Des postes et des salaires, pas des hommages !

Derrière la com’, derrière les hommages convenus au travail des soignants et le dénigrement des enseignants (qui ne font rien selon la porte-parole du gouvernement), le refus de rétablir les lits, les postes et les classes supprimées est inchangé. Aucune reconnaissance de l’impossibilité de faire notre métier d’enseignant n’a été exprimée en haut lieu. La continuité « pédagogique » n’en est pas une, si continuité il y a c’est au mieux une continuité relationnelle enseignants-élèves.

L’enjeu sémantique est de taille : si on parle de continuité pédagogique, on reconnait implicitement que le travail des enseignants peut se commuer en travail de pourvoyeur de contenus sur les réseaux sociaux. Et c’est reconnaître qu’il s’agit là d’un travail d’ « Instruction Nationale » et non plus d’Éducation Nationale. A quand un ministère « rénové » ? On nous dira qu’il faut « évoluer« , selon le ministre et ses prescripteurs médiatiques et syndicaux ? On expliquera aux parents qu’on peut élever ses enfants devant les écrans du matin au soir ? On stigmatisera les parents qui n’ont pas les moyens de s’offrir trois écrans chez eux ?

Pendant ce temps, les fermetures de classes et les suppressions de postes continuent sans la moindre pause, ce sont toujours les mêmes décisions brutales et arbitraires qui sont prises par écrans interposés. Après avoir liquidé toute forme de dialogue social incarnées par les CAPA, pendant que les dynamiques militantes sont au point mort, le pouvoir n’espérait sans doute pas avoir à ce point les mains libres.

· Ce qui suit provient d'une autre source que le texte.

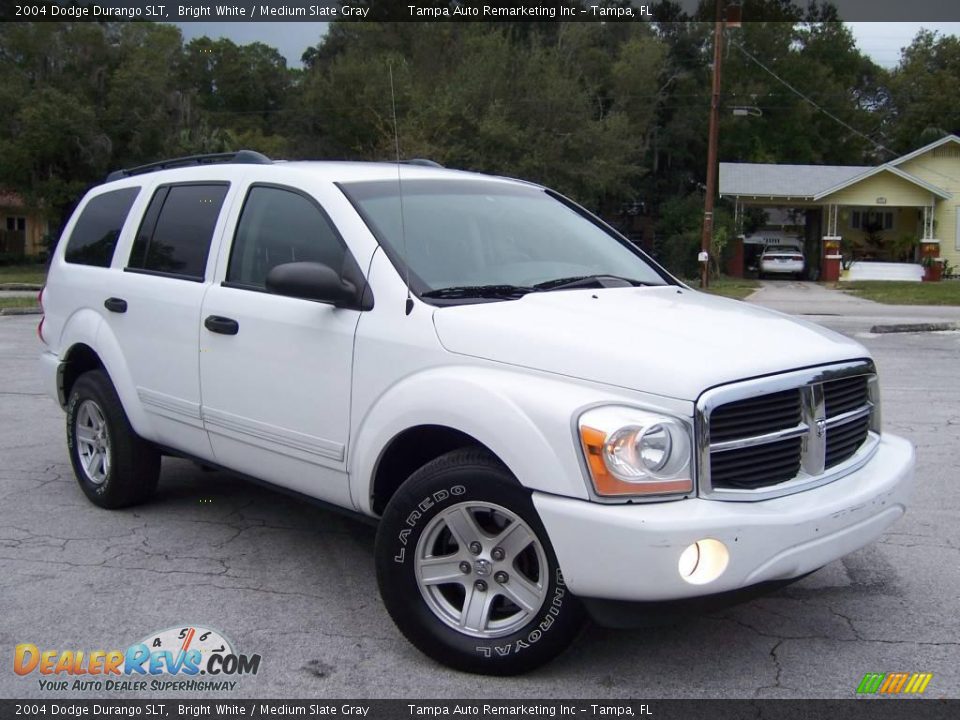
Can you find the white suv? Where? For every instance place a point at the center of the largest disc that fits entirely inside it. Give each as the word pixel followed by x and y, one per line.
pixel 506 383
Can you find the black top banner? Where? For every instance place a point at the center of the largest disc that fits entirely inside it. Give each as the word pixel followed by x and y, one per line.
pixel 475 11
pixel 184 708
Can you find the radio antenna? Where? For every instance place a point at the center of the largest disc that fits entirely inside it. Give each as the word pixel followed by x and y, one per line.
pixel 403 226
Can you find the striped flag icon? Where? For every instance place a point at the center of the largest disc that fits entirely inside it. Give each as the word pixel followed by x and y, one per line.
pixel 894 683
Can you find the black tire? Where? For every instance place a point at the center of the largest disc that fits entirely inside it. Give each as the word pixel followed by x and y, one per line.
pixel 472 475
pixel 130 476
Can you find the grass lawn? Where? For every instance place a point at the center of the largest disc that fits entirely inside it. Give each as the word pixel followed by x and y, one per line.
pixel 34 274
pixel 737 288
pixel 946 292
pixel 17 302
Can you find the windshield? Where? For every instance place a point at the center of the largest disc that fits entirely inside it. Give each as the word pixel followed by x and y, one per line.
pixel 493 239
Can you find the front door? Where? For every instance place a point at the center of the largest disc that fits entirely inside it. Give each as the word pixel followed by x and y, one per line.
pixel 275 371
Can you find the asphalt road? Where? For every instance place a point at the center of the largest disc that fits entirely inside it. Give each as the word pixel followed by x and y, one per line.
pixel 296 584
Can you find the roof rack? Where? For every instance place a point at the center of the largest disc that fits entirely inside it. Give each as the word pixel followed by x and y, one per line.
pixel 241 157
pixel 421 161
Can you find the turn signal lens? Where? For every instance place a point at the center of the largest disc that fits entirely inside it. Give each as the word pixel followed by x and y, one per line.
pixel 631 452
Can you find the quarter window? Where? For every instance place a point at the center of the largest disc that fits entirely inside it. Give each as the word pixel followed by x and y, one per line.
pixel 280 226
pixel 94 237
pixel 175 235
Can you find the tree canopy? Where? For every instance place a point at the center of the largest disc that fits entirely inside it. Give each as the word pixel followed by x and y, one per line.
pixel 613 114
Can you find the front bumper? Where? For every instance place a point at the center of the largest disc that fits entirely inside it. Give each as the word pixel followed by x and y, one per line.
pixel 784 268
pixel 632 552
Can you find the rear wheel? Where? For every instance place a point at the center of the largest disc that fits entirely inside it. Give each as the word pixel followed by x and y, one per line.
pixel 114 466
pixel 467 572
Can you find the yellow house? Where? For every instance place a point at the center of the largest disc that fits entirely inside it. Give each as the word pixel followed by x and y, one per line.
pixel 904 211
pixel 22 228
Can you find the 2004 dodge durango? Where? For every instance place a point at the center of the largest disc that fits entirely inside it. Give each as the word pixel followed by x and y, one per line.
pixel 543 421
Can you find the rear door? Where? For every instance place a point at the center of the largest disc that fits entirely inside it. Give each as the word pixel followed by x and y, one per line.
pixel 276 371
pixel 155 308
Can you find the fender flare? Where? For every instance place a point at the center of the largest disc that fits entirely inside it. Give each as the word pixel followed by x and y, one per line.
pixel 87 327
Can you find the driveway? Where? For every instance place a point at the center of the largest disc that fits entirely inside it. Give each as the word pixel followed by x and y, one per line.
pixel 843 311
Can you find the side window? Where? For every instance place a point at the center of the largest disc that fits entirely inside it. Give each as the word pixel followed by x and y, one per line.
pixel 95 235
pixel 174 237
pixel 279 226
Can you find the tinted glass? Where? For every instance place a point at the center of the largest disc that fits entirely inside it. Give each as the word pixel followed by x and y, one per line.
pixel 177 229
pixel 469 233
pixel 95 235
pixel 279 226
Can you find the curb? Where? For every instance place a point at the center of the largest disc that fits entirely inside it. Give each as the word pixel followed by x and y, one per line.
pixel 20 287
pixel 914 327
pixel 21 311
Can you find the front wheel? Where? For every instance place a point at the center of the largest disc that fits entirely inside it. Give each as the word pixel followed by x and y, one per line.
pixel 466 570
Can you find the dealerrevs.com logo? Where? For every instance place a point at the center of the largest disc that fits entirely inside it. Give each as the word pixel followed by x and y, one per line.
pixel 189 657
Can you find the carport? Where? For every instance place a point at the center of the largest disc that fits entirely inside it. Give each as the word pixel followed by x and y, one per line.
pixel 881 221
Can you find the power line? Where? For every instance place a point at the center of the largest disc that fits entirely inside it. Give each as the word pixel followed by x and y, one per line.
pixel 807 99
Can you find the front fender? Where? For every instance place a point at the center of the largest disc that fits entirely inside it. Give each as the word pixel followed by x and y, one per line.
pixel 525 418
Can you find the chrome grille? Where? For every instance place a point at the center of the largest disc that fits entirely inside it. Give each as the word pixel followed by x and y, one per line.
pixel 786 433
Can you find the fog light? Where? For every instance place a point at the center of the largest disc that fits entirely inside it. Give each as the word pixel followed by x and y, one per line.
pixel 703 562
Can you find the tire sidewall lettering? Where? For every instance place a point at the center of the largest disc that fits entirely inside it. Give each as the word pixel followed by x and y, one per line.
pixel 430 501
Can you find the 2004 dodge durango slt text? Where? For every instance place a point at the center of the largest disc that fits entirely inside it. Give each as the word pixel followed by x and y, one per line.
pixel 542 420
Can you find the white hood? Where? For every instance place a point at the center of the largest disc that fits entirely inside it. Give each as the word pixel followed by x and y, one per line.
pixel 663 340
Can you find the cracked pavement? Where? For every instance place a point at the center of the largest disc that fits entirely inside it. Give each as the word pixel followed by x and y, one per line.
pixel 296 583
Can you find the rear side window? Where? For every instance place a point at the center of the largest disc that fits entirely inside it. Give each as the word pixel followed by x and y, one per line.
pixel 95 235
pixel 174 237
pixel 280 226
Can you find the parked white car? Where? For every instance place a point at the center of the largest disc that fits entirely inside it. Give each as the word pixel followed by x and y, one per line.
pixel 543 420
pixel 781 260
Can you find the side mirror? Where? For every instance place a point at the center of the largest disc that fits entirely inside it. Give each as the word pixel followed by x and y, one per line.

Le choix de l’indigence publique

L’urgence sanitaire à la Macron-Philippe, c’est quand même un discours sur « les biens et services qui doivent être placés en dehors des lois du marché », le discours de l’économiste-roi qui associe les ajustements abstraits et arithmétiques de la production et de la consommation à des lois adoptées politiquement et acceptées socialement. Il n’y a pas de « loi » du marché, il n’y a que des intérêts privés qui se servent dans les ressources publiques pour arriver à leurs fins derrière un vernis idéologique.

La croyance dans la « loi » du marché, c’est l’absence de toute autocritique sur les politiques de Recherche. Quand les universités sont à la recherche d’autonomie financière, les chercheurs et universitaires deviennent des gestionnaires plutôt que des spécialistes dévolus à leur cœur de métier.

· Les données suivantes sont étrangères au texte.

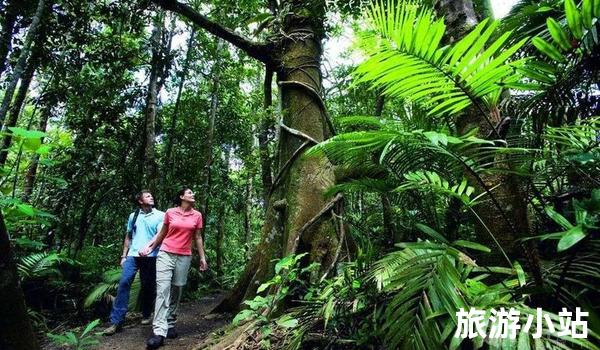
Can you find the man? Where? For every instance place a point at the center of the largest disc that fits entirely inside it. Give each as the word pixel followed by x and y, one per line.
pixel 142 226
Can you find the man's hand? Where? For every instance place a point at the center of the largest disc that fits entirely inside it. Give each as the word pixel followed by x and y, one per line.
pixel 203 265
pixel 145 251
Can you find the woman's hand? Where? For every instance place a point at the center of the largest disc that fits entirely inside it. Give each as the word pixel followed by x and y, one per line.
pixel 145 251
pixel 203 264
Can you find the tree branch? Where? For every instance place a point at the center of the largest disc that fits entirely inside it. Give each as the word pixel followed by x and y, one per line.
pixel 259 51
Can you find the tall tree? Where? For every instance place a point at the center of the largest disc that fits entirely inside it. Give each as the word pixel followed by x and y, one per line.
pixel 172 137
pixel 505 220
pixel 22 61
pixel 15 109
pixel 31 174
pixel 210 133
pixel 299 217
pixel 263 137
pixel 8 26
pixel 156 68
pixel 16 332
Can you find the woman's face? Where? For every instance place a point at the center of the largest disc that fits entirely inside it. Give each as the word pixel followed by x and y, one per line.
pixel 188 196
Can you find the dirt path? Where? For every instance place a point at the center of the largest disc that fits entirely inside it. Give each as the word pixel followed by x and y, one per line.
pixel 194 323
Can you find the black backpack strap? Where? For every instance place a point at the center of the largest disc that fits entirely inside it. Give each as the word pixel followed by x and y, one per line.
pixel 133 225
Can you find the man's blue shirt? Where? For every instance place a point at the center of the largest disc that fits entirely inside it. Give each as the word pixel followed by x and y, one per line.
pixel 147 226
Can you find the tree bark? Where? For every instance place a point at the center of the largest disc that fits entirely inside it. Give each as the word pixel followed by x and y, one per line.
pixel 21 62
pixel 172 135
pixel 214 106
pixel 389 226
pixel 16 332
pixel 263 137
pixel 247 214
pixel 298 218
pixel 30 176
pixel 150 167
pixel 296 221
pixel 502 220
pixel 222 212
pixel 10 18
pixel 16 107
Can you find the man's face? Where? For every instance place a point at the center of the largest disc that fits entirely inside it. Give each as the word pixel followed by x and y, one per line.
pixel 188 196
pixel 147 199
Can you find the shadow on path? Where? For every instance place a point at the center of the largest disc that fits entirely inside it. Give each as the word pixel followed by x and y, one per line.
pixel 194 323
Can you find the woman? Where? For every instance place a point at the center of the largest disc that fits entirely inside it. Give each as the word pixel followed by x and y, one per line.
pixel 180 225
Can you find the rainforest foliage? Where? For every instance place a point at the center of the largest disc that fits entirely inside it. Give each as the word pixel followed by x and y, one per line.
pixel 445 160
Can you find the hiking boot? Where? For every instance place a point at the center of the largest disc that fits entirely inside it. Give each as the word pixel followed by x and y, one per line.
pixel 114 328
pixel 155 341
pixel 172 333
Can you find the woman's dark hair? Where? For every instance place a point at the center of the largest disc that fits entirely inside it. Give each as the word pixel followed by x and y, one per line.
pixel 177 199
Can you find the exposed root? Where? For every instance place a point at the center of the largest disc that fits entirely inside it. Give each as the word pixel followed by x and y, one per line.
pixel 329 206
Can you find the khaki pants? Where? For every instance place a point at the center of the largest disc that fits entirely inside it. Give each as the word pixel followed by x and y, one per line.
pixel 171 276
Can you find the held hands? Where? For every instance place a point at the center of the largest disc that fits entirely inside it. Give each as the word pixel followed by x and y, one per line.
pixel 203 265
pixel 145 251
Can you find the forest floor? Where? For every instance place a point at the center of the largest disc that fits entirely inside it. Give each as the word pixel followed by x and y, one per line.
pixel 194 324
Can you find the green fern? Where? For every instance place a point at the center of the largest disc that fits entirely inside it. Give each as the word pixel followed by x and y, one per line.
pixel 41 265
pixel 105 289
pixel 407 59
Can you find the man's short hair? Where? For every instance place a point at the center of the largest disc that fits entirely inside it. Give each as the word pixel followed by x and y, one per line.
pixel 140 195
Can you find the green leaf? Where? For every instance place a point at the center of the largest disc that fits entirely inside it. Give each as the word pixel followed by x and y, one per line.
pixel 242 315
pixel 284 263
pixel 558 34
pixel 32 144
pixel 431 233
pixel 559 219
pixel 471 245
pixel 26 209
pixel 43 149
pixel 27 134
pixel 548 49
pixel 570 238
pixel 263 287
pixel 587 13
pixel 287 321
pixel 520 273
pixel 574 19
pixel 90 326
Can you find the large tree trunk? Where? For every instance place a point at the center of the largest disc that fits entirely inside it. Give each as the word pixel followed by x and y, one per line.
pixel 247 214
pixel 30 176
pixel 299 216
pixel 222 213
pixel 214 106
pixel 17 105
pixel 16 332
pixel 8 25
pixel 389 226
pixel 503 218
pixel 150 167
pixel 266 127
pixel 21 62
pixel 172 136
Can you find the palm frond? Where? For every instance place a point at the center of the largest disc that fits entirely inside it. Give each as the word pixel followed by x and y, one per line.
pixel 406 59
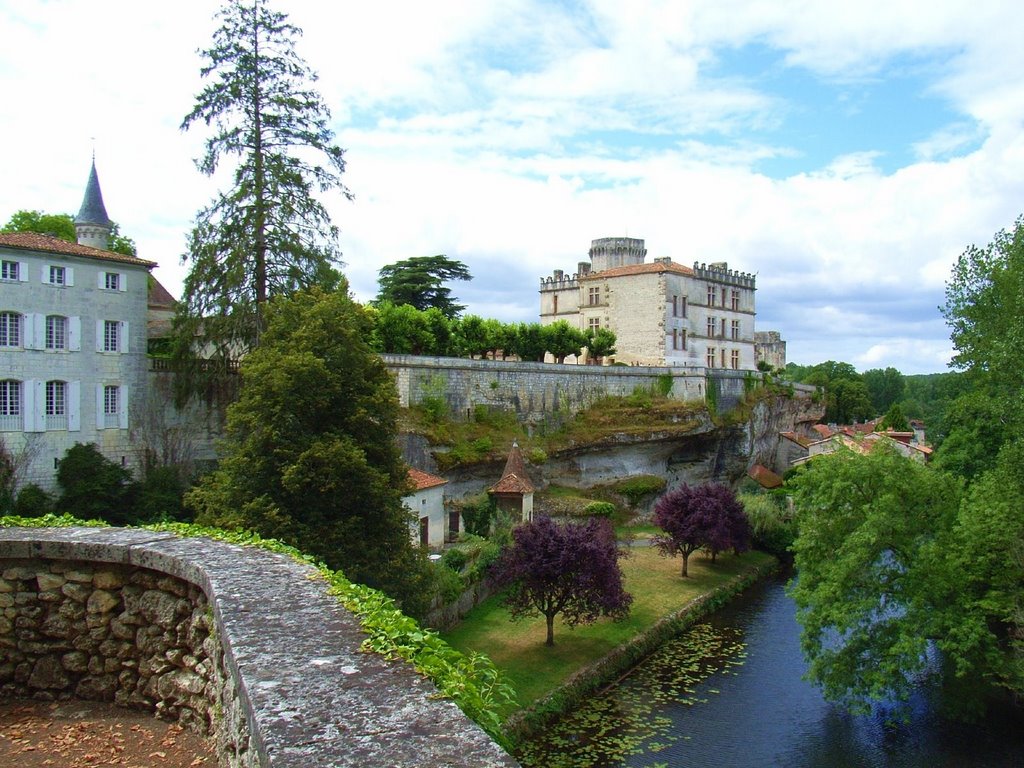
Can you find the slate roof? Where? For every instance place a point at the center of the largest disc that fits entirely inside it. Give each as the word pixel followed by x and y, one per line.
pixel 49 244
pixel 93 211
pixel 652 268
pixel 514 479
pixel 423 480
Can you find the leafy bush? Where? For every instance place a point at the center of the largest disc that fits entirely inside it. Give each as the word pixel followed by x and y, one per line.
pixel 772 524
pixel 33 502
pixel 455 559
pixel 600 509
pixel 636 488
pixel 94 486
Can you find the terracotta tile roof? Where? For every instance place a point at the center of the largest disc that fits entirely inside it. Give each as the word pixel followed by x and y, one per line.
pixel 423 480
pixel 652 268
pixel 799 439
pixel 514 478
pixel 49 244
pixel 160 297
pixel 764 476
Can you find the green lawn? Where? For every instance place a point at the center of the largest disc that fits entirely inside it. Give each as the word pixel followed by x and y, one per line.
pixel 657 589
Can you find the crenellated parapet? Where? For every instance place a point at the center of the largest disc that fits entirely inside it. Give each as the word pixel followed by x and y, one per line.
pixel 720 272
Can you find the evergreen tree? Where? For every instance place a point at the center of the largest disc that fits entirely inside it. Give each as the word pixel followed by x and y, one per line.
pixel 267 235
pixel 311 457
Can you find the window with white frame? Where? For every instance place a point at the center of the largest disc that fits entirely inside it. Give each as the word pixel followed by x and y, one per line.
pixel 56 404
pixel 56 332
pixel 10 330
pixel 112 331
pixel 112 406
pixel 10 404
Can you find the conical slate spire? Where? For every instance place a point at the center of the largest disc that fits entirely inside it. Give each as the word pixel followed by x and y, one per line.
pixel 92 210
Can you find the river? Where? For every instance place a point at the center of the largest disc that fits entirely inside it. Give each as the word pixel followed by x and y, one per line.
pixel 730 693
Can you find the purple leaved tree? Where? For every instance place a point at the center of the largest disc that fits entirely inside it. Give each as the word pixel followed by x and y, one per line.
pixel 700 516
pixel 567 568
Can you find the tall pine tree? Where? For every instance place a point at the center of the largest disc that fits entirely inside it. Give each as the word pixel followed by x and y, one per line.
pixel 268 233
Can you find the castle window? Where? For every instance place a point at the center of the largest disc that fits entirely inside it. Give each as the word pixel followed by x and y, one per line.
pixel 56 404
pixel 10 330
pixel 56 332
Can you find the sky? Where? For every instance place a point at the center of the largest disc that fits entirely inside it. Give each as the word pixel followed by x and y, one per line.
pixel 846 154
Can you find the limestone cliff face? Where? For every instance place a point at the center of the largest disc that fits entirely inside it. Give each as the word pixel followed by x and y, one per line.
pixel 705 454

C’est la recherche fondamentale qui est en échec, c’est l’échec de la prévention avec pour triste résultat le fait qu’aujourd’hui on s’en remet à des mesures pilotées par l’industrie pharmaceutique ou à des figures médiatiques controversées vantant leur « solution miracle » en lieu et place d’une véritable politique de santé dans un pays parmi les plus développés au monde.

Un pays où on envoie au casse-pipe nombre de salarié-e-s sans protection ni équipement après avoir fermé il y a peu des entreprises pourtant rentables à même de fournir le matériel nécessaire. Cela au nom de l’ « efficience économique ».

Un pays où la violence policière atteint des niveaux inégalés faute d’effectifs de maintien de l’ordre et où les LBD éborgnent et mutilent les Gilets Jaunes, les étudiants et lycéens, au lieu d’assurer correctement la couverture publique des défilés de manifestants. La pacification sociale au moindre coût, ce sont aussi ça les lois du marché.

Parce que l’état d’urgence sanitaire est aussi un état d’urgence social, qui va se prolonger

Parce que l’état d’urgence des revendications sur lesquelles nous sommes mobilisés depuis des mois est maintenu : retraite par points, réforme de l’enseignement secondaire, refus des suppressions de postes…

Nous ne nous inscrivons dans aucun pacte avec ce gouvernement pour qui les intérêts du capital continuent à justifier qu’on bafoue les droits des salariés, la santé publique, qu’on saccage les services publics et l’environnement. Qui ne parle que de « guerre » que pour mieux camoufler celle qu’il mène contre les communs.